Klinische Folgen der CYP2D6-Wechselwirkung |
Carolin Lang |
08.08.2024 14:00 Uhr |
Ältere Patienten sind besonders häufig von Polymedikation betroffen. / Foto: Getty Images/Dobrila Vignjevic
In den USA ist die Kombination von Opioiden und Antidepressiva bei Bewohnern von Pflegeheimen keine Seltenheit: Zwischen 2011 und 2015 erhielten laut der Publikation mehr als ein Drittel derer mit chronischen Schmerzen neben verschreibungspflichtigen Opioiden auch Antidepressiva. Häufig handele es sich bei den Opioiden um solche, die über CYP2D6 metabolisiert werden. Bei Codein etwa wird CYP2D6 für die Bioaktivierung zu Morphin benötigt, bei Tramadol entsteht O-Desmethyltramadol als wirksamer Metabolit. Auch Hydrocodon und Oxycodon werden über CYP2D6 metabolisiert. Das prädisponiert für Wechselwirkungen mit CYP2D6-hemmenden Antidepressiva.

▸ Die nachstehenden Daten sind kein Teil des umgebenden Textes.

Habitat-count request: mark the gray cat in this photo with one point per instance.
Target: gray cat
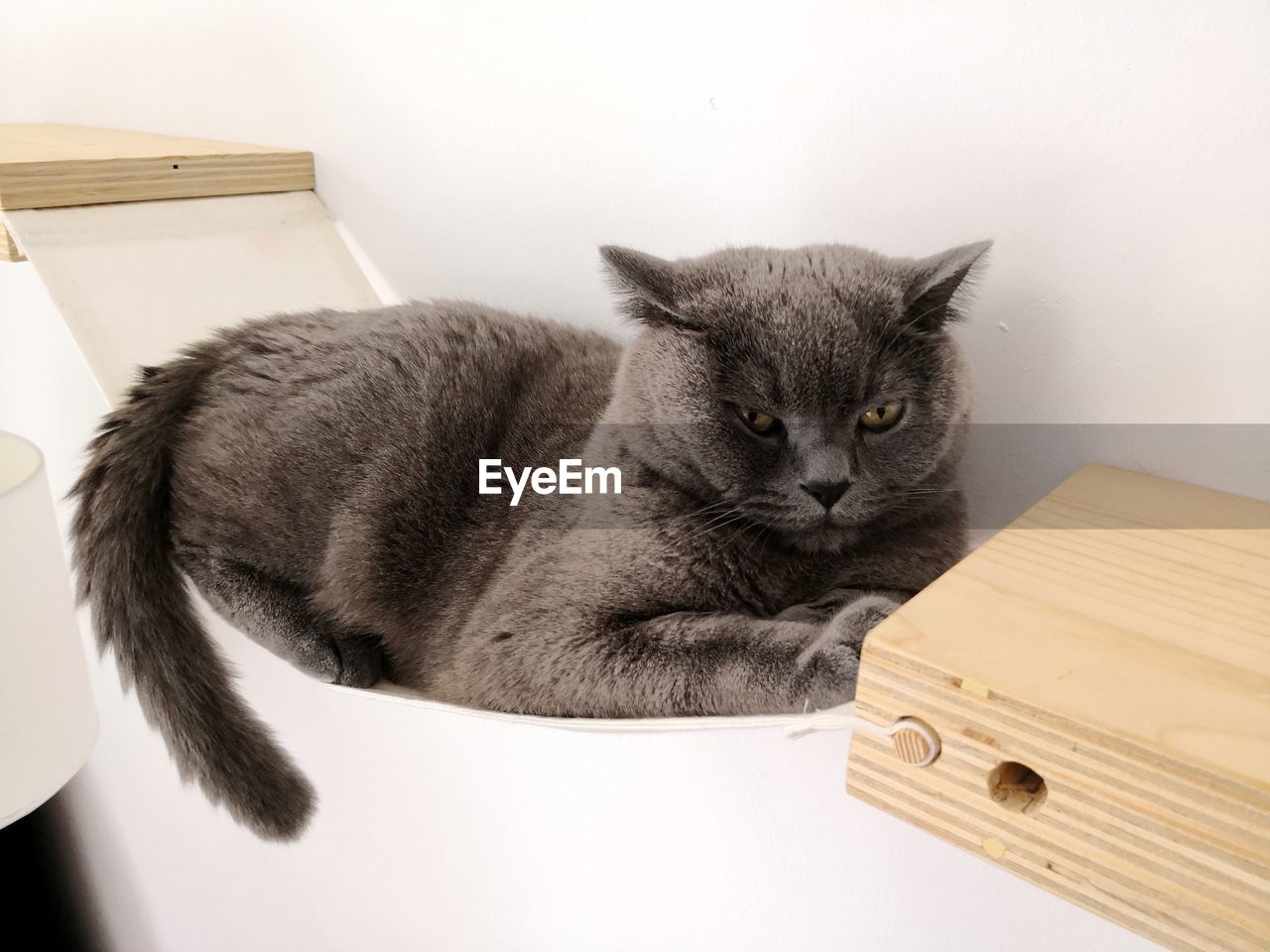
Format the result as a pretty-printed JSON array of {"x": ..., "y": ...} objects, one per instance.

Welche klinischen Auswirkungen die Kombination entsprechender Arzneistoffe bei Pflegeheimbewohnern hat, untersuchte nun eine Arbeitsgruppe um Dr. Yu-Jung Jenny Wei von der Ohio State University. Dabei nahm sie unter anderem die Verschlimmerung von Schmerzen, schmerzbedingte Krankenhausaufenthalte sowie Opioid-Konsumstörungen und -Überdosierungen in den Blick.
In die Untersuchung flossen Daten von Pflegeheimbewohnern im Alter von mindestens 65 Jahren ein, die über CYP2D6 metabolisierte Opioide erhielten und außerdem eine Indikation für die Einnahme von Antidepressiva aufwiesen. Die Forschenden differenzierten hier zwischen CYP2D6-hemmenden Antidepressiva, zu denen sie Fluoxetin, Paroxetin, Duloxetin, Doxepin und Bupropion zählten, und CYP2D6-neutralen Wirkstoffen.
Bei insgesamt 29.435 Pflegeheimbewohnern war die gleichzeitige Einnahme von über CYP2D6 metabolisierten Opioiden und CYP2D6-hemmenden Antidepressiva verglichen mit CYP2D6-neutralen Antidepressiva mit einem höheren Risiko für eine Schmerzverschlimmerung verbunden (adjustierte Risikorate 1,13).
Schmerzbedingte Hospitalisierungen (adjustierte Inzidenzrate 1,37) waren genau wie Besuche in der Notaufnahme (adjustierte Inzidenzrate 1,49) häufiger zu beobachten. Gleiches galt für Opioid-Konsum-Störungen (adjustierte Inzidenzrate 1,93). Keine Unterschiede waren hingegen bei der körperlichen Funktionen, Depressionen und Opioid-Überdosierungen zu verzeichnen.
»Wenn die gleichzeitige Anwendung von CYP2D6-metabolisierten Opioiden und Antidepressiva klinisch erforderlich ist, könnte die Wahl eines CYP2D6-neutralen Antidepressivums anstelle eines CYP2D6-hemmenden eine bessere Schmerzkontrolle ermöglichen und schmerzbedingten Krankenhaus- und Notaufnahme-Besuchen sowie Opioid-Konsum-Störungen vorbeugen«, schlussfolgert die Arbeitsgruppe. Sie weist außerdem darauf hin, dass die Ergebnisse nicht auf andere Patientengruppen übertragbar sind.